On the occasion of a visit to the US, MAC Minister Lai Shin-yuan significantly – and certainly deliberately – irked Beijing by describing its Anti-Secession Law targeting Taiwan as “something unnecessary”.

And National Security Bureau (NSB) director Tsai Der-sheng, in strikingly strong wording, referred to Chinese business groups visiting Taiwan as part of a “Chinese Communist Party (CCP) plot to launch a unification campaign”. He further branded all mainland leaders, including the heir apparent, Xi Jinping, as stubborn nationalists about the Taiwan issue. When Ma had MAC minister Lai say that Taiwan’s future should be decided by its 23 million people – as opposed to the people on both sides of the Taiwan Strait – Beijing immediately announced that “Taiwan is China’s core interest”. Ma nonetheless repeated Lai’s statement in his own recent New Year’s speech.

While this kind of provocation from Ma and officials doing his bidding may sound a lot like DPP-style pro-independence talk to Beijing’s ears, it would surely bring him votes from politically moderate, mainland-skeptical Taiwanese if deployed shortly before the elections. And anyway, in case the situation should tilt too much in the DPP’s favor, the CCP is very likely able to pull a rabbit out of the hat right in time. It has allegedly already laid the groundwork for a stratagem of its own.

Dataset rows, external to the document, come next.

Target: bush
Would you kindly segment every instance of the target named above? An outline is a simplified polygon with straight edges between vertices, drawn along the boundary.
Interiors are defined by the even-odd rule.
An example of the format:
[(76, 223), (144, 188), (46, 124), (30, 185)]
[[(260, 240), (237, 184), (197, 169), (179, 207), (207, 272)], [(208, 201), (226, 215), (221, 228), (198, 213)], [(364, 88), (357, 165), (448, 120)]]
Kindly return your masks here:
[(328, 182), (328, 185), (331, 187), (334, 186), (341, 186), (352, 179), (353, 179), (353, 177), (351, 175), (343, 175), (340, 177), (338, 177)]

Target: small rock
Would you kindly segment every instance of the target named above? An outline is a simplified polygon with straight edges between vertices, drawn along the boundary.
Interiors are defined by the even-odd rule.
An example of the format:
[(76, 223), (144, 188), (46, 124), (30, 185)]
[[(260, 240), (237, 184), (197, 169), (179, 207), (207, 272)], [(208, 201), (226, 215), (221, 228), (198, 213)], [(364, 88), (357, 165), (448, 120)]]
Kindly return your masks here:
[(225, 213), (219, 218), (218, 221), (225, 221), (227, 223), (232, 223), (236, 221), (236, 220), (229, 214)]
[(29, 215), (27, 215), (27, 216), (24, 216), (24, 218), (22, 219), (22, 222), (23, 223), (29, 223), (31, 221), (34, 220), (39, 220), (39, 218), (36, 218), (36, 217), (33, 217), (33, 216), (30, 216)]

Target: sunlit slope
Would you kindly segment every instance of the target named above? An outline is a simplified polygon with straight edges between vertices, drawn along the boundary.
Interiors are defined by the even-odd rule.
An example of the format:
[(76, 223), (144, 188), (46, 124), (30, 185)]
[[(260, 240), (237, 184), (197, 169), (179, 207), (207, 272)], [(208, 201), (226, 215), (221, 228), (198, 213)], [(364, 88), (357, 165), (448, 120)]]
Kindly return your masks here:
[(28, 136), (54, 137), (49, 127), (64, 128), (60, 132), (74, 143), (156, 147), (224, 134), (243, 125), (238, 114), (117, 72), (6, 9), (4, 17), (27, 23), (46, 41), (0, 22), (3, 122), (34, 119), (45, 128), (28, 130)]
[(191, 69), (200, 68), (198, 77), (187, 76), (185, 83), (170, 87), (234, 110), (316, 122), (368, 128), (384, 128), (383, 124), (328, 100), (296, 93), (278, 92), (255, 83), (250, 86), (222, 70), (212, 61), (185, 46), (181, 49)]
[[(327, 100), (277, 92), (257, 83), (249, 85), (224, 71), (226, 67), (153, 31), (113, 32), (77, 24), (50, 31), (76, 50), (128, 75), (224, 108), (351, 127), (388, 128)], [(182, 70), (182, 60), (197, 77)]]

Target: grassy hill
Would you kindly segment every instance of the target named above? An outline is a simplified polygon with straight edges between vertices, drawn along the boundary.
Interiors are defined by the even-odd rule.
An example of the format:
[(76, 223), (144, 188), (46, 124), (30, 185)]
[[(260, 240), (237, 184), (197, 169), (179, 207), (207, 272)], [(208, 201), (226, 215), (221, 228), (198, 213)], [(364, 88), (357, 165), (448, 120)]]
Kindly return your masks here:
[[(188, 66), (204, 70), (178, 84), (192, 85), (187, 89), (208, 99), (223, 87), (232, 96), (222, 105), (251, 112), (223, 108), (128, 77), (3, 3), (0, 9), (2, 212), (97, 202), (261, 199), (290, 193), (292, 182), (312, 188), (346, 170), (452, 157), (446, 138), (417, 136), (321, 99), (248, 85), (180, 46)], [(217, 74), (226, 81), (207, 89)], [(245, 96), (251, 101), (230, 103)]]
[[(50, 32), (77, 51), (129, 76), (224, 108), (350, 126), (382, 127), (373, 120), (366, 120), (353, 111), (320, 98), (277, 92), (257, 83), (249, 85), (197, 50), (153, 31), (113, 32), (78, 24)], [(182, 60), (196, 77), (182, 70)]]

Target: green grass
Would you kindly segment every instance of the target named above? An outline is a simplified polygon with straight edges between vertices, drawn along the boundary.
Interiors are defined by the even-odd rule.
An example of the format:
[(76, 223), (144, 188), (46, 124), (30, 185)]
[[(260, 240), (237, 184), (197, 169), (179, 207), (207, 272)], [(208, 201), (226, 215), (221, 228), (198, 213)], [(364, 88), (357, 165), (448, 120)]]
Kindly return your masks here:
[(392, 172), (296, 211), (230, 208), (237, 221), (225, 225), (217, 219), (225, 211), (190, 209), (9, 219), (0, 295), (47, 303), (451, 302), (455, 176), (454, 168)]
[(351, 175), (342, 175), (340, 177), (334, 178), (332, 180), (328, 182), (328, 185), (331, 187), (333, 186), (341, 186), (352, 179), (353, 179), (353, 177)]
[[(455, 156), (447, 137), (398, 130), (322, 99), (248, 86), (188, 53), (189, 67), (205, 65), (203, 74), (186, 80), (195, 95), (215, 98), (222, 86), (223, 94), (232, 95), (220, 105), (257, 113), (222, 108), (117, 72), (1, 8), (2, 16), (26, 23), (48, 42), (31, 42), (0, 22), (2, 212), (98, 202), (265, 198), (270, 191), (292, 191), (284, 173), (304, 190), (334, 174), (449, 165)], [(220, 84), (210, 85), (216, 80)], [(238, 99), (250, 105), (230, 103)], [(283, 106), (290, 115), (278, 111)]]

According to Chen Yaw-shyang, an assistant professor of public policy at National Taipei University, this was Chen Yunlin’s real objective in his recent visit. Professor Chen says that officially, Chen Yunlin came to sign a few agreements, but his actual purpose was to bring some information regarding last-minute support Ma can expect from Beijing before the legislative and presidential elections. “Chen Yunlin was in reality the disguised Santa Claus from Beijing, carrying secret gifts for the Ma government”, the professor said.